Telephone 609-258-6966
Fax 609-258-1039
magalys@princeton.edu

Magaly Sanchez is currently a Senior Researcher and Visiting Scholar at the Office of Population Research, at Princeton University. She has been Professor of Urban Sociology at the Institute of Urbanism at the Universidad Central de Venezuela.(1976-2001) .

She served as Researcher and Professor in differents institutions :Navarra University , Spain ( Spring- Summer 2012) , University of Pennsylvania (2001-2004), Temple University ( 1997-1999), and Instituto de Nuevas Tecnologias, Universidad Autonoma de Madrid (1993) She received the Order Jose Maria Vargas , given by the Central University of Venezuela, on recognition of her academic activities and research trajectory (July 2002).

Her research in Latin America has documented urban poverty, "barrios" as well as the social exclusion of poor urban youth and street children, and traced the consequences in terms of a growing radicalization of youth gangs and their increasing acceptance of extreme violence. Her book Malandros, Bandas, y niños de la calle (co –author with Pedrazzini 1992- French Rev version 1998), has been an important contribution in what they call the culture of urgency, as a culture of immediate end of life, not its negation.

She continues to work in topics related to the Urban Violence, and the power of the Perverse Criminal Economy in Latin American countries, as well as emergence of Authoritarian regimes and Narco States.

In 2007, in collaboration with Jere Behrman and Douglas Massey an editing book “Chronicle of a Myth Foretold: The Washington Consensus in Latin-America” was published by the Annals of the American Academy of Sciences.

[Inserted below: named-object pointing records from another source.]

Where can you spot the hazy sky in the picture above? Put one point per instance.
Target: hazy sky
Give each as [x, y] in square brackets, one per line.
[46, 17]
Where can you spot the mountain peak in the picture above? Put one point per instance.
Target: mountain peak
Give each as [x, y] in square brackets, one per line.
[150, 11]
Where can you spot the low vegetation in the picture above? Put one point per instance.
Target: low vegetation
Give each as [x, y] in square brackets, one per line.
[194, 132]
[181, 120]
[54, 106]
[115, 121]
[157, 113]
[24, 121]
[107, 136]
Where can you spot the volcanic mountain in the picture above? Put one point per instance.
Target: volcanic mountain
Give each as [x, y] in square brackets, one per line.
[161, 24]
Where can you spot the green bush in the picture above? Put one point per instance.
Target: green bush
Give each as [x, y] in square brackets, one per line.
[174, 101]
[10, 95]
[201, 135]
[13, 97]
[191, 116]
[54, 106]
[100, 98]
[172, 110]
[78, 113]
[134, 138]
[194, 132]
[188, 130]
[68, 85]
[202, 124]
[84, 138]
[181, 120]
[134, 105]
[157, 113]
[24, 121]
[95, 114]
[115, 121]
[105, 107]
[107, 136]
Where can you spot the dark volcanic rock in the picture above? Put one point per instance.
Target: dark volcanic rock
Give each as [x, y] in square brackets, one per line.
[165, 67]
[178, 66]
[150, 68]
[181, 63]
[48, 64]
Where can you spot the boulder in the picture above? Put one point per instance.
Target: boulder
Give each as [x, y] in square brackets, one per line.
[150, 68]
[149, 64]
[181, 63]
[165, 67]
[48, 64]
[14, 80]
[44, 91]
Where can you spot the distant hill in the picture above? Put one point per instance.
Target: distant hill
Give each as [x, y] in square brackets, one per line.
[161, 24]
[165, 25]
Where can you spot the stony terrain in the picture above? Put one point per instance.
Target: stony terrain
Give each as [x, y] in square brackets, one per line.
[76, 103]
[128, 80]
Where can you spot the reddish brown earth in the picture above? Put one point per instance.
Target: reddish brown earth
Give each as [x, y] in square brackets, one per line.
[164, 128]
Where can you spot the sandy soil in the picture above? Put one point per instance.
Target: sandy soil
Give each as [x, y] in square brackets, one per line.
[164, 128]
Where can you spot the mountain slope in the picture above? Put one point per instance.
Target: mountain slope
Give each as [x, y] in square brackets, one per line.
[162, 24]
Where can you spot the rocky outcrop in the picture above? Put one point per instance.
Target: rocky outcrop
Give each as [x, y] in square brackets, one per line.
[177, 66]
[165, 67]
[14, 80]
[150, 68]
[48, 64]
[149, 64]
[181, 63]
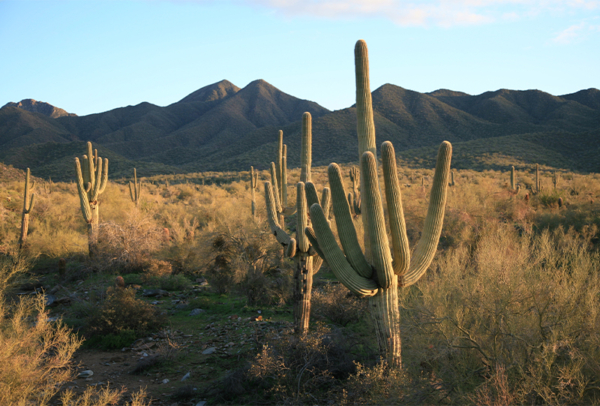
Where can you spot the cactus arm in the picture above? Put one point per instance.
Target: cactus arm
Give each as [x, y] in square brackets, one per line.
[90, 164]
[311, 194]
[279, 166]
[302, 218]
[334, 256]
[306, 148]
[432, 228]
[278, 232]
[104, 181]
[326, 201]
[343, 218]
[83, 197]
[393, 197]
[284, 176]
[380, 249]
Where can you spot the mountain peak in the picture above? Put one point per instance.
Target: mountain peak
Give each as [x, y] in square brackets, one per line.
[216, 91]
[34, 106]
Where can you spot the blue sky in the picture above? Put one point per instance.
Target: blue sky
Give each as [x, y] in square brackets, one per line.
[91, 56]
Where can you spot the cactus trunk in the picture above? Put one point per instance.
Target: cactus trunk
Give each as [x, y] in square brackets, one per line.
[28, 202]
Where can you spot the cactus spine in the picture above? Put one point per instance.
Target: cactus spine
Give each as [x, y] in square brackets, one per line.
[377, 273]
[91, 182]
[253, 186]
[135, 189]
[513, 178]
[299, 249]
[28, 203]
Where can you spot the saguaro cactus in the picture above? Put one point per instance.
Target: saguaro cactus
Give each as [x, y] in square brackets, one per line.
[513, 178]
[354, 196]
[253, 186]
[91, 182]
[377, 273]
[28, 202]
[299, 249]
[135, 189]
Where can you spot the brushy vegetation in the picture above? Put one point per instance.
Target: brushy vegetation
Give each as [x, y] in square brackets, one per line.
[508, 313]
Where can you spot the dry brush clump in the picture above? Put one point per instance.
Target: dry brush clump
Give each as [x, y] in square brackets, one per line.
[513, 311]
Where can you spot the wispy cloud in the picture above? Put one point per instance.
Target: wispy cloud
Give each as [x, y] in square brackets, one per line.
[576, 33]
[444, 13]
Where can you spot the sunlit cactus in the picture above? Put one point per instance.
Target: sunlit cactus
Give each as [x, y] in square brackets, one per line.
[513, 178]
[28, 203]
[91, 182]
[378, 272]
[354, 196]
[253, 187]
[135, 189]
[299, 248]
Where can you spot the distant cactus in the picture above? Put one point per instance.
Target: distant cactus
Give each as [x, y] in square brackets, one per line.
[91, 182]
[253, 187]
[513, 178]
[135, 189]
[299, 249]
[28, 202]
[377, 274]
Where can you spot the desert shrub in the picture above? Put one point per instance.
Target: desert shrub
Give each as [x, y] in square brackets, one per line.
[523, 305]
[127, 247]
[169, 282]
[303, 367]
[336, 303]
[122, 311]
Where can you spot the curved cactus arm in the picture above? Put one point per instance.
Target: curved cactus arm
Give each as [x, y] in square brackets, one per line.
[83, 197]
[301, 217]
[334, 256]
[91, 165]
[104, 178]
[311, 194]
[326, 201]
[278, 232]
[393, 197]
[290, 251]
[275, 189]
[432, 228]
[380, 249]
[343, 218]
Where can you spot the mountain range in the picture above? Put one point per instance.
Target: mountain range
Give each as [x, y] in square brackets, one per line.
[222, 127]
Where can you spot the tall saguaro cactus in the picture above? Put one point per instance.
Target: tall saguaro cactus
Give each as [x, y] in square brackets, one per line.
[253, 186]
[299, 248]
[135, 189]
[378, 272]
[513, 178]
[91, 182]
[28, 202]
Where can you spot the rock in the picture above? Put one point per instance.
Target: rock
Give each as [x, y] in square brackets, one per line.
[154, 292]
[50, 300]
[196, 312]
[85, 374]
[209, 351]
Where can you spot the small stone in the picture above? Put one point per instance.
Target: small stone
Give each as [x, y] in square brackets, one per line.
[196, 312]
[85, 374]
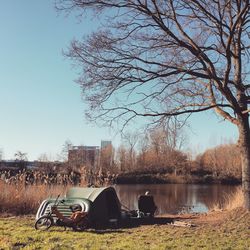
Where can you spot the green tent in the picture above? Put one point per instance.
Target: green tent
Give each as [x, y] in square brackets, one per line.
[105, 205]
[102, 204]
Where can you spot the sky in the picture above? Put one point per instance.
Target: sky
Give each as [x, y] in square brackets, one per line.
[40, 104]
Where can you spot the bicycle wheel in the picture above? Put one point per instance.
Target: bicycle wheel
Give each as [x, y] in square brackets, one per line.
[80, 226]
[44, 223]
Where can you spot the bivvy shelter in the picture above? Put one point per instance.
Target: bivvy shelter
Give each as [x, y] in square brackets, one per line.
[104, 203]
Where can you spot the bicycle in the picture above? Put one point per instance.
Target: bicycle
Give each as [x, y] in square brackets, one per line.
[47, 221]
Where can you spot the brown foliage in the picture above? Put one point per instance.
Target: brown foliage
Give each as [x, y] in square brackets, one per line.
[223, 160]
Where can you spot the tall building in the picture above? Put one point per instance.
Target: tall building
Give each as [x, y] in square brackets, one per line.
[105, 144]
[84, 155]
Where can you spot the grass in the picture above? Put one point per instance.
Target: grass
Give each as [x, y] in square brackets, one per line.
[230, 231]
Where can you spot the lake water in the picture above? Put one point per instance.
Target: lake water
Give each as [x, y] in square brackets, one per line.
[176, 198]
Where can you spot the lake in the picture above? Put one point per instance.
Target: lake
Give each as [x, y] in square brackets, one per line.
[176, 198]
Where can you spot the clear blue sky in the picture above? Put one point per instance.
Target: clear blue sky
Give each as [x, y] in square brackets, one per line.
[40, 105]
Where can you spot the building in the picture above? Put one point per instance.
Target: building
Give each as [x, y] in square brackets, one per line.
[104, 144]
[84, 155]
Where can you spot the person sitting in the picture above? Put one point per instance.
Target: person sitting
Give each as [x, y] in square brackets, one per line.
[146, 204]
[76, 216]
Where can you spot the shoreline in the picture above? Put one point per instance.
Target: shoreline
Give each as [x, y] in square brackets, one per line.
[145, 178]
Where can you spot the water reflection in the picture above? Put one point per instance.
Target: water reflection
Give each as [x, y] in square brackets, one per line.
[175, 198]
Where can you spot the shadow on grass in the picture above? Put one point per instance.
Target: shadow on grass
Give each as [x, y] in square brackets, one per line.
[132, 223]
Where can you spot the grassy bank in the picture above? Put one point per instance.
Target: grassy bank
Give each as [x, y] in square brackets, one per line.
[217, 230]
[20, 199]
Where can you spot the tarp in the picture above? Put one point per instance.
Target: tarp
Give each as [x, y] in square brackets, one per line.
[105, 203]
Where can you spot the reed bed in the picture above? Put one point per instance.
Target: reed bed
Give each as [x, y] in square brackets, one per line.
[20, 200]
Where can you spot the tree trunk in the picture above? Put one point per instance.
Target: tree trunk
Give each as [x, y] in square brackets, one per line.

Recently, Professor Sanchez has studied International Migration to the United States, with special interest in the construction of Latino Identities. A book Co-Authored with Douglas Massey “Brokered Boundaries: Creating Immigrant Identity in Anti-Immigrant Times” has been printed by the Russell Sage Foundation as the 2010 publications. In this book the authors review the plurality of elements characterizing Latino immigrants and their position in the United States, including their mixed ethnic roots, employment patterns, and legal status, experience of discrimination and social inequalities, and self-perceptions of identity. Systematic analyses of these factors drive the book’s central discussion on diversity and identity, focusing particularly on how Latino immigrants are able to negotiate complex identities without total assimilation.

Lastly, she is advancing research on International Migration of HSE from Venezuela, South American and other countries to United States.